Nick scribbled on 5/6/05 2:54 PM:
> I currently have swish-e 2.4.3 up and working. It appears to be working
> fine (with a small set of files) but indexing all my files is taking a
> really long time.
you're right. should not be taking that long.
>
> I am somewhat confused at the best (for speed) way to setup indexing. I
> have read through all the docs (or at least I think I did), and I am still
> somewhat confused at the best way to setup the filters.
as luck has it, I spent the morning working on the docs. So at least I have it
fresh in my head (which may not mean much).
swish-e does not know about non-text files like .pdf, .doc, .xls and .ppt. You
need some 3rd party programs to convert those to text so that swish-e can index
them. For the windows distrib of swish-e, some of those 3rd party apps are
bundled in: xpdf and catdoc (see the note here:
http://swish-e.org/download/index.html). Since you're using Linux and mouting
the windows volume remotely, you need to install the 3rd party apps for Linux.
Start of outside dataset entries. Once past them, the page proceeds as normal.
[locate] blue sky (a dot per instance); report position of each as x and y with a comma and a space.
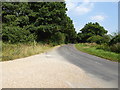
105, 13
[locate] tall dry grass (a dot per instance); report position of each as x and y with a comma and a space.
15, 51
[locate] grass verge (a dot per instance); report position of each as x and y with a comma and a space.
15, 51
92, 49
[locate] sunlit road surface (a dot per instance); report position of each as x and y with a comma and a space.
62, 67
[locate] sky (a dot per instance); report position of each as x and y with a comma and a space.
82, 12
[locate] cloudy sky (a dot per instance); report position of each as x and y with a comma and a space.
82, 12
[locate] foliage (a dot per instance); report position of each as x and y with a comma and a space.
98, 39
115, 48
115, 40
91, 30
38, 21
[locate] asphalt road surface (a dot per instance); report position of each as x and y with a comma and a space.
93, 65
62, 67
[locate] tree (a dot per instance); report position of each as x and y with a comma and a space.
115, 40
91, 29
43, 21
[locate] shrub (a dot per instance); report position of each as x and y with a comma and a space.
115, 40
104, 47
16, 34
115, 48
58, 38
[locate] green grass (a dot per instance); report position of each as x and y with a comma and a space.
15, 51
92, 49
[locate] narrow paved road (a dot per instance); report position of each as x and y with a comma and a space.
62, 67
93, 65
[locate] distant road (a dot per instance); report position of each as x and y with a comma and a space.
62, 67
93, 65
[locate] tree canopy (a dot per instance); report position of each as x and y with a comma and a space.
37, 21
92, 32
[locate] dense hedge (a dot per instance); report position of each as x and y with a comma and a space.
37, 21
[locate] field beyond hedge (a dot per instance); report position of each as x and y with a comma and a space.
20, 50
93, 49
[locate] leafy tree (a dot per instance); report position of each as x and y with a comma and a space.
98, 39
115, 40
91, 29
40, 21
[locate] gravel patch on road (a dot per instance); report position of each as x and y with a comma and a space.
46, 70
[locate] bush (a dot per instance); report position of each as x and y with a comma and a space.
58, 38
16, 34
115, 48
115, 40
98, 39
95, 39
103, 47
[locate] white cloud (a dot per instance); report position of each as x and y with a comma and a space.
97, 18
76, 8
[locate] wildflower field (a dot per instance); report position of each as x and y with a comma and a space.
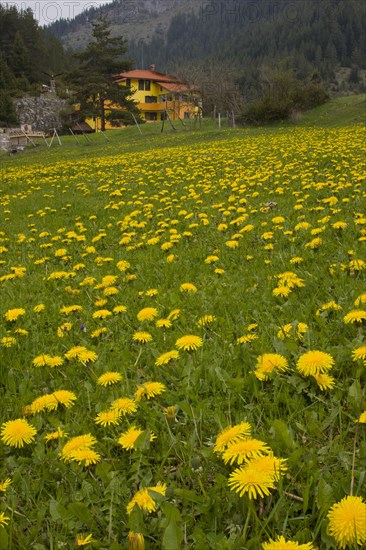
183, 344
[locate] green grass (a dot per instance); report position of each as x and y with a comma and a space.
228, 211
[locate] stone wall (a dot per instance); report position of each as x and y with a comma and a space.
42, 113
I
think the filters/README file talks about that (I haven't gotten to that doc
revision yet...).
You're also calling swish-e with the default -S fs method (since you don't
specify one explicitly). You probably want -S prog, in order to get your docs
filtered with the 3rd party apps.
A few things I would try:
1. make sure the SWISH::Filter class is in your Perl include path:
% export PERL5LIB=/usr/local/lib/swish-e # bash, bourne shells
% setenv PERL5LIB /usr/local/lib/swish-e # csh, tcsh
2. index with this command instead:
swish-e -c /etc/swish.conf -S prog -i DirTree.pl
3. if you're going to index every night, but the binary docs (pdf, .doc, etc)
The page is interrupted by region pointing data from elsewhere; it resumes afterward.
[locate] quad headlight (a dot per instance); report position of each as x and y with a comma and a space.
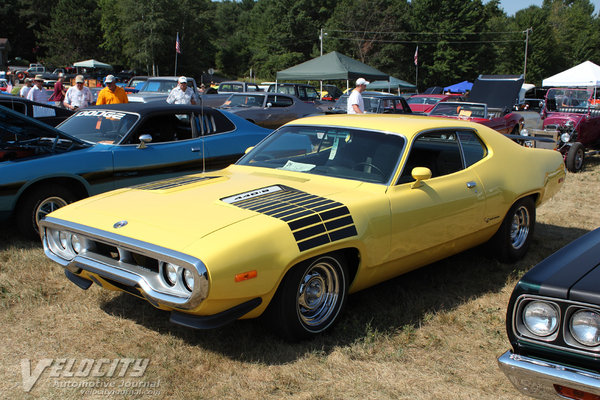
64, 244
540, 318
585, 327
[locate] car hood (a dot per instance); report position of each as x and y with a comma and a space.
571, 273
562, 118
162, 212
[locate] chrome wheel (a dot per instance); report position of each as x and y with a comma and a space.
519, 229
319, 294
48, 205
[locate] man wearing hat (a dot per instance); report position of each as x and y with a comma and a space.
26, 87
182, 94
36, 93
111, 94
78, 96
59, 91
355, 102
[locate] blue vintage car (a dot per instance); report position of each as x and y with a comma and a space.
107, 147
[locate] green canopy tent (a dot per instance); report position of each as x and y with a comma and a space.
331, 66
393, 83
don't change that often, consider caching the filtered output. The filtering
causes the most overhead: a new forked process for each doc.
you can cache output with the DirTree.pl script, or roll your own.
4. like I mentioned, I'm working on the docs even now, so if there are specific
ways you think that they could be improved, post back to the list.
--
Peter Karman . http://peknet.com/ . peter(at)not-real.peknet.com
Received on Fri May 6 13:09:54 2005